The researchers isolated a type of genetic material called RNA from sets of stored cancerous and healthy bowel tissue originally taken from 11 patients with colorectal carcinoma. RNA is a type of genetic material similar to DNA that is found in both human cells and bacteria.
This isolated RNA was then analysed using genetic sequencing. This compared the microbial genetic code found in the healthy tissue and cancerous tissue and therefore indicated the type and volume of bacteria present in each type of tissue. If there were higher levels of a particular bacterium’s RNA in cancerous tissue than in healthy tissue from the same person, it might suggest that bacteria played some role in the development of cancer.
However, it should be noted that any association would not necessarily mean that bacteria causes cancer, as it may be the case that existing cancers are more susceptible to bacterial infections.
This initial testing had found an ‘overabundance’ of a particular bacterium called Fusobacterium nucleatum in the samples of cancer tissue. To further test this association the researchers performed more tests on 99 additional pairs of matched samples, also taken from patients with the disease, but using a test they had developed themselves to target specific genes they were interested in.
The researchers also looked at any association between the presence of Fusobacterium nucleatum and clinical characteristics such as tumour stage, history of treatment and survival, and the presence of secondary cancers.
What were the basic results?
In the first part of their study, researchers found that the presence of the pathogen Fusobacterium nucleatum was ‘markedly over-represented’ in tumour tissue compared to control specimens, with 9 out of 11 patients showing at least twice the levels of the bacteria in cancerous tissue as healthy tissue.
Further tests performed on matched tissue taken from 99 patients verified their results, with the average levels of Fusobacterium nucleatum being 415 times greater in tumour samples than in the matched normal samples.
They also found that patients with high levels of Fusobacterium nucleatum in their tumour tissue compared to matched healthy tissue were significantly more likely to have regional lymph node metastases (a type of secondary cancer).
How did the researchers interpret the results?

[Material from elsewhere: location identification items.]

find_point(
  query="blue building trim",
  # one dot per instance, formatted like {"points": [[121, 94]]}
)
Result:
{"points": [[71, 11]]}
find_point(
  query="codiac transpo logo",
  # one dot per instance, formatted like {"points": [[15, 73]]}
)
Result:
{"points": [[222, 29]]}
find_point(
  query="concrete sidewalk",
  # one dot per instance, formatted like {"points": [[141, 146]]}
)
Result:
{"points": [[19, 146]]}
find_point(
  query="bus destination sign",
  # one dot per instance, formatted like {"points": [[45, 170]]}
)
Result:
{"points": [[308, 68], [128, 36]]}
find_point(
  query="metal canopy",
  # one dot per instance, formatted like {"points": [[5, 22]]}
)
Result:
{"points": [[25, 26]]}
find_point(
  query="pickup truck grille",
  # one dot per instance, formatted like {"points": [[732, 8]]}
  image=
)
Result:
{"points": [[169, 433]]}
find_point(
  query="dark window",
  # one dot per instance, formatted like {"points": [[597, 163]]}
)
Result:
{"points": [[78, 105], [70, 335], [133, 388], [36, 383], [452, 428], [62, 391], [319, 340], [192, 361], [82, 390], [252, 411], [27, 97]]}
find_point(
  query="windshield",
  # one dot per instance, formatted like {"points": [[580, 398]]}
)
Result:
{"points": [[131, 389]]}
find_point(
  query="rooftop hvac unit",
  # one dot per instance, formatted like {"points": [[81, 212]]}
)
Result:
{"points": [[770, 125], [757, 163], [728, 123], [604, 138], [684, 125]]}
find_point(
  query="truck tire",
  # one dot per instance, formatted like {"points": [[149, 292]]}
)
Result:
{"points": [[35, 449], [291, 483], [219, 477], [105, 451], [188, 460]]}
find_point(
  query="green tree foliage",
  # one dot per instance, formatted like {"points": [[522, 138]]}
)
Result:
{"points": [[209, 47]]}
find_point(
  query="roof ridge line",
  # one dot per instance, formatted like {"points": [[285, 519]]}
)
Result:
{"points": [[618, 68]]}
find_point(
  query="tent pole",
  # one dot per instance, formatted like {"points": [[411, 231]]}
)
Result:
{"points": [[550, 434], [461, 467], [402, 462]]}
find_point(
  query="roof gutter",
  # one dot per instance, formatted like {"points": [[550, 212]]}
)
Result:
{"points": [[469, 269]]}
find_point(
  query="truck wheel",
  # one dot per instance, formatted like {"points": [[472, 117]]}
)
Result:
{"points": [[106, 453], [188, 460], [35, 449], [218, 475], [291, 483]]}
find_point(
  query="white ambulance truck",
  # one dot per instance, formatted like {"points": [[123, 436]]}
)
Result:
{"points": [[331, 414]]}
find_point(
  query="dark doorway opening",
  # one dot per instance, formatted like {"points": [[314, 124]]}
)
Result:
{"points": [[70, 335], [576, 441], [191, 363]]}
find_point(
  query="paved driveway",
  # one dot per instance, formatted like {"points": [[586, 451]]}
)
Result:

The researchers say their findings were unexpected, since Fusobacterium nucleatum is generally regarded as an oral pathogen, found in dental plaque and associated with periodontitis (gum disease).
They point out there is increasing evidence that this infection is common in colorectal carcinoma, although it is not clear if the pathogen plays any role in the development of the disease. They say its presence, ‘may simply represent an opportunistic infection of the ‘immune-compromised site’’, in other words, the bacteria is present in greater amounts because it can infect cancerous tissue more easily.
The researchers add that the possibility the bacterium plays a role in the tumour development, possibly through inflammatory mechanisms, deserves further scrutiny. They say that future use of the bacterium as a means for estimating people’s risk of bowel cancer is currently speculative.
This study reflects a growing focus among researchers on possible associations between inflammation and the development of gastrointestinal diseases including cancer. It has been made possible by the development of genetic analysis methods in the last decade that allow researchers to analyse the relationship between microorganisms and cancer.
However, as the researchers note, it cannot show whether Fusobacterium nucleatum plays a causative role in the development of bowel cancer.
Furthermore, the tissue examined was taken from patients with existing bowel cancer, so the study cannot tell us at what stage the bacteria were first prevalent in the bowel: before, during or after cancer had developed.
To further explore the possible role of infection in the development of bowel cancer, researchers would need to screen healthy patients for the presence of bacteria and look at health outcomes in the period that followed, including the development of bowel cancer.